(408) 943-4100               V   Commercial Support

How To Enable WireGuard on FreeNAS 12.0

  2 minute read.

Last Modified 2021-04-27 17:24 EDT

WireGuard is a popular option in the VPN marketplace due to its speed, simplicity, and modern cryptography standards. Starting with FreeNAS version 11.3-RC1, it is possible to connect your NAS directly to a WireGuard network with a few easy steps.

We get started on this by creating some custom tunables to enable the service and give it a default interface. To do this you must first navigate to System > Tunables > Add.

Enable the WireGuard service by adding “wireguard_enable” -> “YES” in rc.conf.

EnableWireguard

Next, create another tunable and add “wireguard_interfaces” -> “wg0” in rc.conf.

WireguardInterface

When finished, you should have the following two variables set and enabled.

WireguardVariables

Next, we will need to create a post-init script that will place the WireGuard config into the correct location at startup. Navigate to Tasks > Init/Shutdown Scripts > Add.

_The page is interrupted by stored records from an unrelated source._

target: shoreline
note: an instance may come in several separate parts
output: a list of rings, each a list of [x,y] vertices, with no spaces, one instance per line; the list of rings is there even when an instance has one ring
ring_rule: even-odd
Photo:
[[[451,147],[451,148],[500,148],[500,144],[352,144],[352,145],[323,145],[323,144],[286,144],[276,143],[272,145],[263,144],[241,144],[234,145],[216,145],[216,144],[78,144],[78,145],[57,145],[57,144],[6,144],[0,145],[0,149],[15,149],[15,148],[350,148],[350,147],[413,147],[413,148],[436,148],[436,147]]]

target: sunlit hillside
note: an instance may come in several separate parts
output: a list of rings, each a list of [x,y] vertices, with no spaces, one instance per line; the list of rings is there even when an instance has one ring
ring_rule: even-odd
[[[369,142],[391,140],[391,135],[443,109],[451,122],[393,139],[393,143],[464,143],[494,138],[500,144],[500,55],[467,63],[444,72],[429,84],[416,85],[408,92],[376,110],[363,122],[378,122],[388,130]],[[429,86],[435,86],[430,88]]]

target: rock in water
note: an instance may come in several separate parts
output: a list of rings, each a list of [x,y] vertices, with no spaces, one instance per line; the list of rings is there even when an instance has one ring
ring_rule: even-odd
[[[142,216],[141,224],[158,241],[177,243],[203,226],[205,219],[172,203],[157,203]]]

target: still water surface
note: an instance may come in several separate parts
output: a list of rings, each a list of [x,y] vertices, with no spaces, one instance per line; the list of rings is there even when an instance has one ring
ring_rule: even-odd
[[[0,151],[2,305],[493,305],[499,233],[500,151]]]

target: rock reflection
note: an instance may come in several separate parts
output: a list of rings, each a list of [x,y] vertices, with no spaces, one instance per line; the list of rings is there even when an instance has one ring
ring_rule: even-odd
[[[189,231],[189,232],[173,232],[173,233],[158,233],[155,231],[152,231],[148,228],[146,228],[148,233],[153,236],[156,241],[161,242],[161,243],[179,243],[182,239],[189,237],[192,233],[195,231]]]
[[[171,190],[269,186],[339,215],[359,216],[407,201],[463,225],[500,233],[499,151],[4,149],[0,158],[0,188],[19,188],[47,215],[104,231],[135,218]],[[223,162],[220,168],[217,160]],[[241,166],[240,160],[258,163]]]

Create the following command and set it to run at post-init:

mkdir -p /usr/local/etc/wireguard && cp /root/wg0.conf /usr/local/etc/wireguard/wg0.conf && /usr/local/etc/rc.d/wireguard start

You can configure the /root/wg0.conf file and apply a WireGuard configuration to attach to whatever WireGuard network you define. It can be a single point-to-point to anything running WG, or even with full routing. Example use cases are:

  • Access data on a NAS from your Remote Laptop
  • Linking NAS to NAS for replication
  • Attaching a managed NAS to a remote network
  • Access to your NAS from your smartphone

WireguardPostInit

We need to create the /root/wg0.conf which will contain the specific WireGuard configuration to apply at boot. This configuration is beyond the scope of this article, but there are quickstart guides and tutorials available online as well as the built-in wg-quick manpage.

Once you have a valid /root/wg0.conf, rebooting the system should bring up the WireGuard interface, and you’ll see a wg0 device in the output of ifconfig.

wg0DeviceOutput

Congratulations, you have successfully linked your FreeNAS system to a secure WireGuard tunnel!